Une analyse en termes de travail politique permet donc d’appréhender l’organisation de l’industrie et la construction d’actions collectives soutenues par les pouvoirs publics. L’importance de ces compromis institutionnels, reconnus comme mode de régulation de la filière, est ainsi mise en lumière et constitue un « pont entre des approches économiques plutôt structuralistes et les sciences politiques plus

volontiers constructivistes (Hall, 1986 ; Parsons, 2000). » (Jullien & Smith, 2008).

Cependant, les différentes couches institutionnelles sont loin d’avoir une influence équivalente en fonction du territoire et de l’industrie considérés. C’est pourquoi une attention particulière sera portée aux différents échelons gouvernementaux et territoriaux dans les reconfigurations industrielles instituées, afin de pouvoir en faire ressortir les spécificités sectorielles.

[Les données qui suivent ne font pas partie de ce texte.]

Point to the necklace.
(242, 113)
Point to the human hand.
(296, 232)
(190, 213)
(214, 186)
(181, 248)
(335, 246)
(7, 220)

Si l’on veut articuler les deux concepts intermédiaires que nous avons introduits avec les différentes composantes de l’espace d’actions patrimoniales que nous avons retenues, on peut dire que les stratégies d’acteurs historiques et de nouveaux entrants dans la filière pour la préservation et la recomposition de leur patrimoine productif sont en permanence confrontées à celles des autres, dont la matérialisation sous forme de tensions/conflits ou coopération conditionne le travail politique et les perspectives d’innovation des acteurs impliqués. L’enchevêtrement de ces boucles de rétroactions impactent les espaces d’actions dans lesquels ces mêmes acteurs évoluent et forgent leurs stratégies pour reproduire leur intérêts individuels et/ou collectifs au sein d’une filière qui s’en retrouve en perpétuelle mutations.